Machtmissbrauch im Gesundheitsamt
Wer als Lehrer oder Lehrerin verbeamtet werden will, muss eine amtsärztliche Untersuchung über sich ergehen lassen. Mehrere Frauen berichteten dem Kölner Stadt-Anzeiger Anfang Januar, dass einer der angestellten Ärzte im Kölner Gesundheitsamt sie bei einer solchen Untersuchung ohne ersichtlichen Grund angewiesen habe, ihre Brüste zu entblößen.
Sie schildern entwürdigende, grenzüberschreitende Situationen. So habe der Arzt mit dem Stethoskop auf die Brustwarze einer 33-Jährigen gedrückt und gesagt: »Oh, entschuldigen Sie bitte, ich war so von Ihrem Bauchnabel-Piercing fasziniert, dass ich nicht geschaut habe, wo ich drücke.« Der Arzt habe ihre Reflexe getestet, ihre Atmung abgehört. Auch die anschließenden Tests zum Gleichgewichtssinn und zur Beweglichkeit habe sie mit nacktem Oberkörper ausgeführt. Später habe der Arzt sie aufgefordert, ihre Unterhose weiter herunterzuziehen. Dabei sollen die Worte gefallen sein: »Ich würde ja selbst Hand anlegen. Aber dann würde ich in Teufels Küche kommen.«
Zuvor hatte eine 29-jährige Lehramtsanwärterin ebenfalls von einer grenzverletzenden Situation berichtet. Auch sie habe ohne ersichtlichen Grund den BH ablegen müssen. Allerdings sei während ihrer Untersuchung eine Ärztin anwesend gewesen. Beide Frauen sagen, sie hätten Druck verspürt, weil sie fürchteten, ihre Einstellung sei von dem gesundheitlichen Gutachten des Arztes abhängig. Die 33-Jährige Frau spricht von Machtmissbrauch. Beide Frauen seien schließlich als Lehrerinnen eingestellt worden.
Ihre Beschwerden seien die »ersten seit Jahren«, teilt die Stadt mit.
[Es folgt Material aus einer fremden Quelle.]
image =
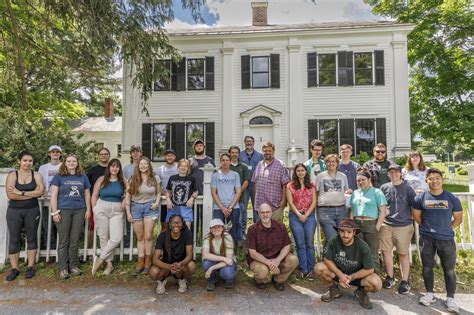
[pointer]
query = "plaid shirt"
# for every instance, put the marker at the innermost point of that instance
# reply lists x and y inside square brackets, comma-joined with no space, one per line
[269,181]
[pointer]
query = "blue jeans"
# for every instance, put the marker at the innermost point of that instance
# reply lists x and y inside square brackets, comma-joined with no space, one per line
[234,218]
[304,239]
[227,273]
[330,217]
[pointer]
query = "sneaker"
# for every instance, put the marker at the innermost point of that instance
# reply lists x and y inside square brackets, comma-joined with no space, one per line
[388,282]
[427,299]
[183,287]
[96,264]
[451,306]
[30,273]
[211,286]
[13,274]
[161,286]
[333,293]
[363,298]
[403,287]
[63,275]
[76,271]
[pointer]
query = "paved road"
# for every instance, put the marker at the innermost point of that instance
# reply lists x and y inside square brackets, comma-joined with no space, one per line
[244,299]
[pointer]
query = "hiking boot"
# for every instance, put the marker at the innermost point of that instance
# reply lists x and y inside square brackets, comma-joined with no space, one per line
[451,306]
[363,298]
[388,282]
[333,293]
[427,299]
[12,275]
[161,286]
[403,287]
[183,287]
[30,273]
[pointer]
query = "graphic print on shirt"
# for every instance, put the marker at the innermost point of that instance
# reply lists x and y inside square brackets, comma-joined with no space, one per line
[436,204]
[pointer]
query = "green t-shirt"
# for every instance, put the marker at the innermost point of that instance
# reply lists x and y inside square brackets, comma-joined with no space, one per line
[349,259]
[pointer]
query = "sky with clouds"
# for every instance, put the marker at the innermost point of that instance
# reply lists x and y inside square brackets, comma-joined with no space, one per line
[239,12]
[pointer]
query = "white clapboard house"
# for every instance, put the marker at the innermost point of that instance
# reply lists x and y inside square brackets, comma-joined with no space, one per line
[340,82]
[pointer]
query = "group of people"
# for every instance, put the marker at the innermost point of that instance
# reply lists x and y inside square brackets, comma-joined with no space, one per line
[361,211]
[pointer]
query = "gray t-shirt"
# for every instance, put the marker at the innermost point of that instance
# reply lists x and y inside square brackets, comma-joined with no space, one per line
[400,200]
[331,189]
[225,184]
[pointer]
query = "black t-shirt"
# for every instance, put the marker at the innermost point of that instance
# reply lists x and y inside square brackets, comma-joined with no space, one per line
[181,187]
[178,247]
[94,174]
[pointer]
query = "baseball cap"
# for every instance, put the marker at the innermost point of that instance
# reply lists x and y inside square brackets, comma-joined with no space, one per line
[54,147]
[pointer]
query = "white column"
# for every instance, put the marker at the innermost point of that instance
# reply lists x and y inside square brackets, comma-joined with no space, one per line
[208,169]
[401,122]
[229,117]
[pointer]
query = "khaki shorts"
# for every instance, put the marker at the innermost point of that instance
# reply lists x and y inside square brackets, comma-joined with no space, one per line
[398,236]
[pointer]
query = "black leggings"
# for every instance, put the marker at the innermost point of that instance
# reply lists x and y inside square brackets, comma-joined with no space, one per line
[446,251]
[22,218]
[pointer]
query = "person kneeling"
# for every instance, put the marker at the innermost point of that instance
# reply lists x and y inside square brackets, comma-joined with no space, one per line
[269,250]
[348,261]
[173,255]
[218,255]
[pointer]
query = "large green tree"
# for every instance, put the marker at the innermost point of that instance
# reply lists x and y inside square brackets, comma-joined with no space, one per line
[440,54]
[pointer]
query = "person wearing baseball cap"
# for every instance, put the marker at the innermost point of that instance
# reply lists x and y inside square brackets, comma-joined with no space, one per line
[218,256]
[348,262]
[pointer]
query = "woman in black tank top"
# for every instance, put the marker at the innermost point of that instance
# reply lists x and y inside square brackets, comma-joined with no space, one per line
[23,187]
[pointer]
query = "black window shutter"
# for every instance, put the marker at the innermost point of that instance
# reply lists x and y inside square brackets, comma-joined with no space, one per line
[381,130]
[349,68]
[210,139]
[146,140]
[312,70]
[209,73]
[181,75]
[379,68]
[245,71]
[178,141]
[275,70]
[312,132]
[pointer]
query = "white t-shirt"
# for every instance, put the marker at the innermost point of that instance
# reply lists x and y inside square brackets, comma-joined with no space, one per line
[48,171]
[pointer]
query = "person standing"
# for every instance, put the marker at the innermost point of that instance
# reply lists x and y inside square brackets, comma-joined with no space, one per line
[368,208]
[70,206]
[414,172]
[225,191]
[301,196]
[164,172]
[23,187]
[378,166]
[244,175]
[270,178]
[438,213]
[142,205]
[397,229]
[315,164]
[332,188]
[108,203]
[250,157]
[347,166]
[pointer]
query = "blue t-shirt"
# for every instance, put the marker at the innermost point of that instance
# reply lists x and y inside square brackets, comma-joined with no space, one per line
[366,202]
[225,184]
[71,191]
[436,214]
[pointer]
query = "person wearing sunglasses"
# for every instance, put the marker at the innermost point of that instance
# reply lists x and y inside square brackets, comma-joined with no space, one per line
[378,166]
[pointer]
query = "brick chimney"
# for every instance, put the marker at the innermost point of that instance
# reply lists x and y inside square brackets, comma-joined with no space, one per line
[259,13]
[108,108]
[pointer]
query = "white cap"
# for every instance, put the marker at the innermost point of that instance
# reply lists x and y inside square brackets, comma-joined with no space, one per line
[54,147]
[215,222]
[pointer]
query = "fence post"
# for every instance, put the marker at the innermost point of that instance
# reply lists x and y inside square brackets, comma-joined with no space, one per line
[208,169]
[3,217]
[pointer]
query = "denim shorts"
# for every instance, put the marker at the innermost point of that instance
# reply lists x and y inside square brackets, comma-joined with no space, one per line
[185,212]
[142,211]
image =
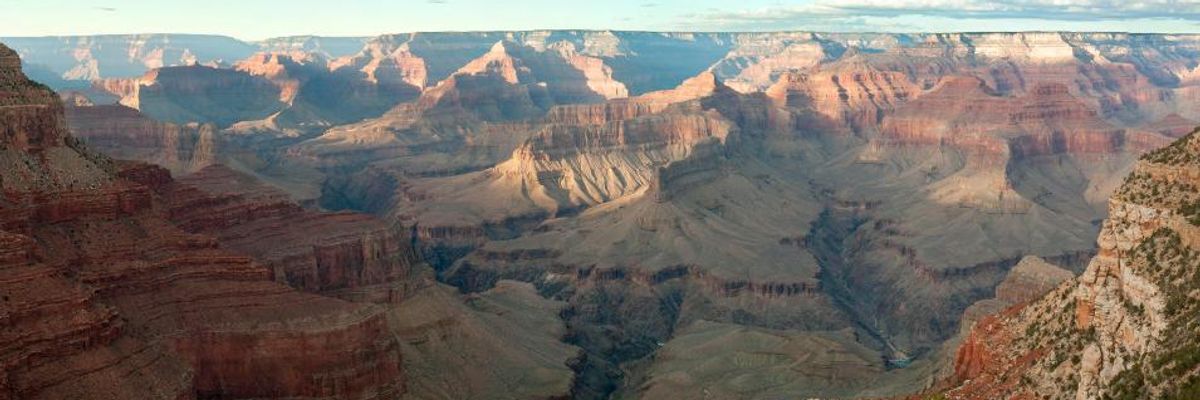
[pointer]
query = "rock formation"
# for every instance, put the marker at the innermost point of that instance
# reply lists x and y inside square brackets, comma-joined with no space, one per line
[105,297]
[867,195]
[1125,327]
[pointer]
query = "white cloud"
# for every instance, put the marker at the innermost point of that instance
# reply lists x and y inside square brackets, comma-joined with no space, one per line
[889,15]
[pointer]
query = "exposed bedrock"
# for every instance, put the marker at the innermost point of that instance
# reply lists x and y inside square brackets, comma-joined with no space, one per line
[103,297]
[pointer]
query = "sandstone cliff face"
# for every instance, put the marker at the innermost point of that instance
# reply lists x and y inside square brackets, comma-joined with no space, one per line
[199,94]
[346,255]
[1123,328]
[126,133]
[103,297]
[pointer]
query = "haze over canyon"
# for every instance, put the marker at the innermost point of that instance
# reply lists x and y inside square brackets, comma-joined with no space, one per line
[589,214]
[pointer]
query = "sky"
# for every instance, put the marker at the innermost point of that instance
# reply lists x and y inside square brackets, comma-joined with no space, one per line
[257,19]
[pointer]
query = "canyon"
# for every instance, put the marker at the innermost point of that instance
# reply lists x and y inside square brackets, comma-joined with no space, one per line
[600,214]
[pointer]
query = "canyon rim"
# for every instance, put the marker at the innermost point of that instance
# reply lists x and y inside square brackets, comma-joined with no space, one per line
[747,212]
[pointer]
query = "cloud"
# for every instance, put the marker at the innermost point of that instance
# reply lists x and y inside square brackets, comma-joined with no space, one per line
[887,15]
[1057,10]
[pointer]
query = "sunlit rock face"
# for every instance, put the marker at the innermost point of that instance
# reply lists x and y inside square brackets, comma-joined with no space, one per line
[864,198]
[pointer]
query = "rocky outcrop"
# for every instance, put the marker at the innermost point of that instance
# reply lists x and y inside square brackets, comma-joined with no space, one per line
[343,254]
[126,133]
[1121,328]
[199,94]
[102,297]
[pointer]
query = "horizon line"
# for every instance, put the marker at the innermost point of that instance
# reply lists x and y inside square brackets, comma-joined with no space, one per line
[606,30]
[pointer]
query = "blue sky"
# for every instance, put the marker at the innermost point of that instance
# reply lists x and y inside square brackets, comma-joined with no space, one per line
[255,19]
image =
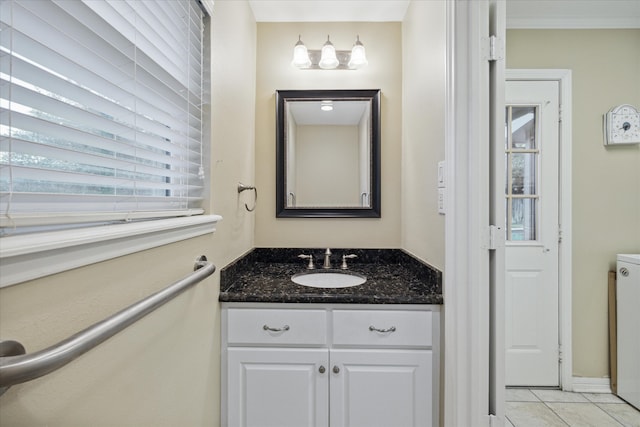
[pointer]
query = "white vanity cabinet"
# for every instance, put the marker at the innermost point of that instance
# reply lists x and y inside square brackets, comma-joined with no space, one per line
[330,365]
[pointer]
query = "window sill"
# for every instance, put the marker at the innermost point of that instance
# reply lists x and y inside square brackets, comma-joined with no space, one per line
[37,255]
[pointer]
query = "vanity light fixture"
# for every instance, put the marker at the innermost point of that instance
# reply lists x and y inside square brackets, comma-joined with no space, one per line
[329,58]
[358,56]
[300,55]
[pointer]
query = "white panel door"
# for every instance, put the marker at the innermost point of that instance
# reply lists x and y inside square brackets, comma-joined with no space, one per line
[278,387]
[381,388]
[531,252]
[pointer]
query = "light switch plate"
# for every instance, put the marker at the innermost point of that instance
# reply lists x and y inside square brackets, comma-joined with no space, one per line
[441,195]
[441,173]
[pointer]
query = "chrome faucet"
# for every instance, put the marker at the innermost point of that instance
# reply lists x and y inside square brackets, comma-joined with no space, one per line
[310,265]
[344,260]
[327,259]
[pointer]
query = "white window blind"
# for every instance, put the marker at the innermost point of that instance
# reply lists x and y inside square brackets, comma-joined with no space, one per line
[101,111]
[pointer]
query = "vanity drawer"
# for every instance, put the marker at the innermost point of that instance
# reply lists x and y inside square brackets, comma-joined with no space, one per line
[384,328]
[276,327]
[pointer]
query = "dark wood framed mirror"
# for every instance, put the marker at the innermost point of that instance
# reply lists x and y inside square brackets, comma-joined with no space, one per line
[328,153]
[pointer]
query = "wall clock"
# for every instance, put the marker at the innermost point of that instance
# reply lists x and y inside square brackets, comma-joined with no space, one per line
[622,125]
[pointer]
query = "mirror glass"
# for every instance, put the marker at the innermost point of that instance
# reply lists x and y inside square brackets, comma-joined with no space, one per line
[328,153]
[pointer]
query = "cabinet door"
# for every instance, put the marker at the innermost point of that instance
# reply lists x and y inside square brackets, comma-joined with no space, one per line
[381,388]
[277,387]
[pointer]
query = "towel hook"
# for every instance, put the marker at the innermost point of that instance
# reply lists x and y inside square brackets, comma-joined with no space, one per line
[241,188]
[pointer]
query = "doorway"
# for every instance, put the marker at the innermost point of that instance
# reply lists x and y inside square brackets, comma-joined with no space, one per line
[537,254]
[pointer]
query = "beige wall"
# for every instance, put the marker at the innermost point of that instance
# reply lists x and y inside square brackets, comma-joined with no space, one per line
[423,127]
[165,369]
[605,67]
[274,71]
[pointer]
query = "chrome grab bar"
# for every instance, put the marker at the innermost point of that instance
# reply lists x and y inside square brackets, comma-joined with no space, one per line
[26,367]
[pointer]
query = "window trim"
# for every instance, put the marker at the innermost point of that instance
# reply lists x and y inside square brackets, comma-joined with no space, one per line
[32,256]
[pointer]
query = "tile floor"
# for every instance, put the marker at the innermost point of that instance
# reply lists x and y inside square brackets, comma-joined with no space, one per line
[551,408]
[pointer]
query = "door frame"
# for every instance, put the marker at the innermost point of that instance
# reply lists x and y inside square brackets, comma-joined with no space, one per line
[563,77]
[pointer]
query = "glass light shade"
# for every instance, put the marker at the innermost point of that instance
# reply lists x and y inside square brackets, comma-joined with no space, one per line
[358,57]
[328,59]
[300,55]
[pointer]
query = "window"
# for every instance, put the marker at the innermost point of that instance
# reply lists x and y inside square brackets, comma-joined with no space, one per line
[101,112]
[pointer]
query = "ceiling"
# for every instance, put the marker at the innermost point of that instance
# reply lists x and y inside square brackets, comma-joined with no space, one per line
[520,13]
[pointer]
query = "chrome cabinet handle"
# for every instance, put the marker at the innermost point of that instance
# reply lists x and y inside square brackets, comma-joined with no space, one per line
[382,331]
[283,329]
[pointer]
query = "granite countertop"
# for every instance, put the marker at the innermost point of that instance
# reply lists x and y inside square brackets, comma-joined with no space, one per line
[393,277]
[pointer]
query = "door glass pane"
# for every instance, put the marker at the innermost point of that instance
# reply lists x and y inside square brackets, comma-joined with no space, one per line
[523,219]
[523,127]
[523,173]
[521,162]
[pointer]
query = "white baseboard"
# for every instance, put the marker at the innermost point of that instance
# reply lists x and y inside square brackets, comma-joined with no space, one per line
[591,385]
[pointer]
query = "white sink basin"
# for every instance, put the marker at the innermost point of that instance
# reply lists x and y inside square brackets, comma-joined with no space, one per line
[325,279]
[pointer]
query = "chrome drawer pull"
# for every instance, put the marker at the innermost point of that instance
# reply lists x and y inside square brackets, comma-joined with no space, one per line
[283,329]
[382,331]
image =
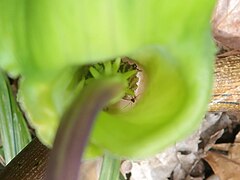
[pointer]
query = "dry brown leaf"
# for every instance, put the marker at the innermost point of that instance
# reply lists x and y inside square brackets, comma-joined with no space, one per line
[223,167]
[226,23]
Als Reaktion sei der beschuldigte Arzt einstweilen mit einer Aufgabe ohne Patient*innenkontakt betraut worden. Die Vorwürfe würden untersucht, »beamtenrechtliche Konsequenzen« erwogen. Insgesamt gibt es 11 Stellen für Ärzt*innen im Gesundheitsamt, die sich auf 14 Personen verteilen: 8,7 Stellen für Ärztinnen und 2,3 für Ärzte. Grundsätzlich sollen Frauen von Ärztinnen und nur Männer auch von Ärzten untersucht werden, sagt die Stadt. Sollte das nicht möglich sein, werde weibliches medizinisches Personal hinzugezogen. Offenbar kann das aber nicht gewährleistet werden.
»Die Stadt Köln hat eigentlich ganz gute Konzepte zum Umgang mit sexueller Belästigung«, sagt Gesine Qualitz, Geschäftsführerin des Frauenberatungszentrums Köln. Ihre Einrichtung beteiligt sich an der bundesweiten Kampagne #makeitwork, die sich für einen Arbeitsplatz ohne sexuelle Belästigung und Gewalt einsetzt. In diesem Rahmen sieht Qualitz auch Ansätze, um die Vorfälle wie im Gesundheitsamt zu verhindern. Trotz klarer Leitlinien sei nicht jede*r in der Stadtverwaltung ausreichend für das Thema sensibilisiert. »Die Priorität dafür muss von oben kommen«, sagt sie. In der konkreten Situation müsse für die Betroffenen sofort klar sein, an welche Stelle sie ihre Beschwerde richten können.
Die für alle städtischen Mitarbeiter*innen verbindliche »Dienstanweisung zum Schutz vor sexueller Belästigung« enthält neben einer klaren Definition auch den Satz: »Besonders verwerflich ist sexuelle Belästigung dann, wenn ein Abhängigkeitsverhältnis ausgenutzt wird.« Qualitz hält das für eine ausreichende Grundlage, die in der Verwaltung mit Leben gefüllt werden müsse. »Je klarer es ist, was ein grenzüberschreitendes Verhalten ist, desto schwerer wird es für die Täter«, sagt sie. Die bundesweite Berichterstattung dürfte immerhin in dieser Hinsicht schon Wirkung gezeigt haben.